I've noticed people getting strangely annoyed when they receive an email. They complain about mail being old-fashioned, unhandy, stressful, etc.. When I then look at their mailclient, I see something like this:

Honestly, if that was my inbox, I would be stressed out too. I've since been trying to find a way to make an email-system stress-free, organised and efficient.

Getting it out of your inbox

The first step is to start seeing your inbox like you view your physical mailbox. You never leave anything in there. As soon as you get any physical mail, you take it out of your mailbox, and decide what to do with it. That's exactly what you need to do with electronic mail too.

Even if it's just to empty your inbox, make another folder called "not-my-inbox" and drag your mail into it once you receive it. At least then, you make a distinction between the mail that you have received and the mail that you've already seen, even if you don't have the time to read it right now. This will make it easier to spot any new information without looking at the mails themselves.

An archive

Next, you need to realise that there is no good reason to ever throw mail away (excluding spam, of course). Storage is cheap, and you never know when you will need 'that mail you got after dinner at X in 2004'.

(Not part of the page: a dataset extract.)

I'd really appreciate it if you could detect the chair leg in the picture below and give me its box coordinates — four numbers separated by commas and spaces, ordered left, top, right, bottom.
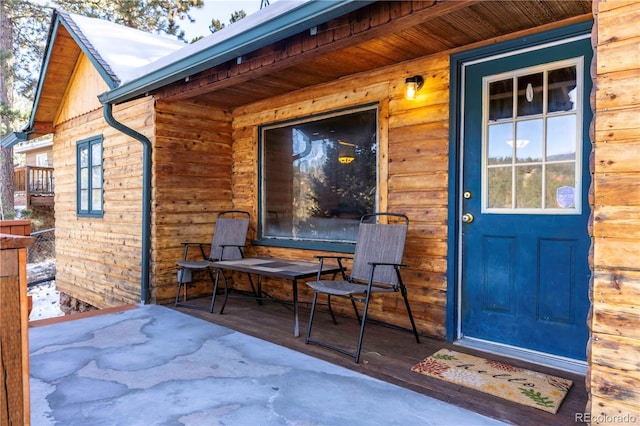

Most email providers also provide an 'archive' folder where all your received and sent mail is kept. Gmail, for instance, has the 'All Mail' folder. However, if you get a lot of mails, this archive might be too small for your purposes.

If you don't believe that you need an archive, delete all your mails right now and speak to me in a week.

The four new folders

Here's what I suggest. You create the following 4 email folders and you clear out your inbox into them whenever you receive mail.

  • Read and Review: Any mail that you still have to read (again) before deciding what to do with it.
  • Reply: Any mail that you still have to reply to.
  • Waiting for: Any mail for which you're still waiting on some other person's action to continue.
  • Reference: Any mail that contains information that you might still need in the future, but you don't have to do anything about.

The system then becomes something like this.

The above flowchart should be self-explanatory.

The entire point of these folders is to make sure there is no mail in your inbox, so that any mail in your inbox is a TODO-item. The mails in your 'Read and Review' and 'Reply' folders are TODO-items too, but you have already decided that you won't be doing them right now and it's not new info.

A final word

I realise that this system is not for everyone. I'm just trying to show you an option.

You might not use email as a communicational tool. You might not use email for work. You might not even use email at all. However, even if you use email on a regular basis and it's an essential tool for your work, you might not be stressed out by an overflowing mailbox. Even in that case, I argue that you're better off finding some way to clean out your inbox. Not only can you be more productive, your colleagues might be thankful that you handle email more professionally.